Field Follies: It Always Happens In Threes

Field Follies

It Always Happens In Threes

BY ANDREW BRISCHKE

I don’t like to touch objects of impending disaster. I learned this during my budding rugby career at the international level. About a month before a U-19 National Rugby Camp, I decided to take my more-than-healthy legs for a spin on my friend’s crutches for a bit of fun. Two weeks later, and 10 days before the camp, I tore what is so far my first of three ACLs in a pick-up rugby game. I blame the injury on that needless crutches joy-ride.

I bring this up because of what happened my first weeks in rangeland at the USFS as a college student. I was unknowledgeable and inexperienced, with few skills and fewer qualifications - basically just an extra pair of hands. Armed with this extra set of hands, my supervisor tasked me with taking a blown-out tire to the shop to get it replaced and then to go pick them up in the field after they had done actual work. No problem, right?

As many would know by now, nothing in my life comes this easy. The hours at the tire shop I went to were more of a suggestion and they opened up at least an hour late.

No worries, I’ll have time.

Because they were so busy, it took them another two hours to put a new tire on. Now I’m under the pump for time, especially since I only have a circle on a map and have never been to where I’m supposed to pick up the crew. Shockingly, I get lost and add another hour. I was just in time to pick them up, 45 minutes late.

Not the best first impression, but not devastating. I had excuses.

Two days later I was going to show them what I was capable of out in the field. So I went out to the yard, hooked up the horse trailer, and thought, “What a nice gesture it would be to pick them up curbside.”
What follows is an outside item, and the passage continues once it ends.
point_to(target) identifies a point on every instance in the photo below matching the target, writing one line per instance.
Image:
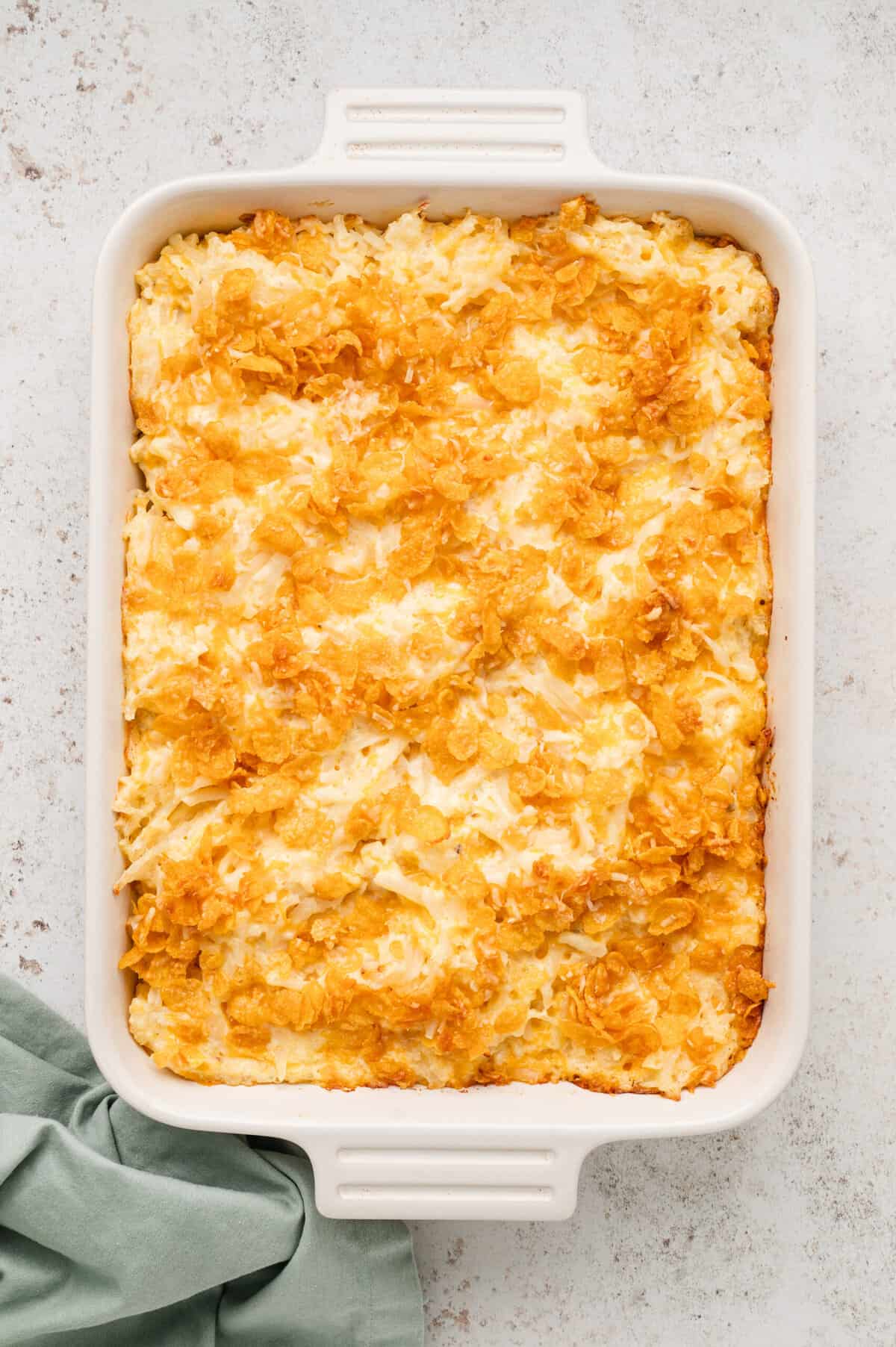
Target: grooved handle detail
(387, 124)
I did, and so did one of the trailer tires. The curb put an impressive slash through the sidewall of the tire. Fortunately it was in the yard and only took us about 10 minutes to fix. Not the best second impression, but again, not the worst.

Early the next week they sent me off on my own. I thought, “Now I can show them I don’t screw up everything.”
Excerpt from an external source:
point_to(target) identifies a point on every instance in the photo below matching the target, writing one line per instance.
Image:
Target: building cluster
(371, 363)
All went splendidly out in the field until I blew out a tire on the ATV trailer on the way back. I pulled over, grabbed the jack and the wrench, and went to work. One slight problem . . . the wrench fit the truck tires, but not the trailer tires. As luck always plays for the other team in my life, I also found myself in a dead spot with both my cell phone and radio.

I pouted, then walked back to flag somebody down and pick up my tire pieces. As luck would have it, the next vehicle to pass was an ADOT vehicle picking up the same rubber I was, but his wrench didn’t fit either.

Thankfully he could reach his coworker who was following him on his nifty little radio – but did he have a wrench that would fit? Luck swapped teams, we fixed it together and I continued on my merry way. That Friday, I found another flat tire, but this time on my personal vehicle.

Not a great week overall, and particularly not your first week on the job. My supervisor started to get suspicious that I just may be cursed; my new supervisor thinks the very same way.

I think the jury is still out.

I blame touching that first tire. I still try not to touch objects of impending disaster, ever! It brings on the bad . . . in threes.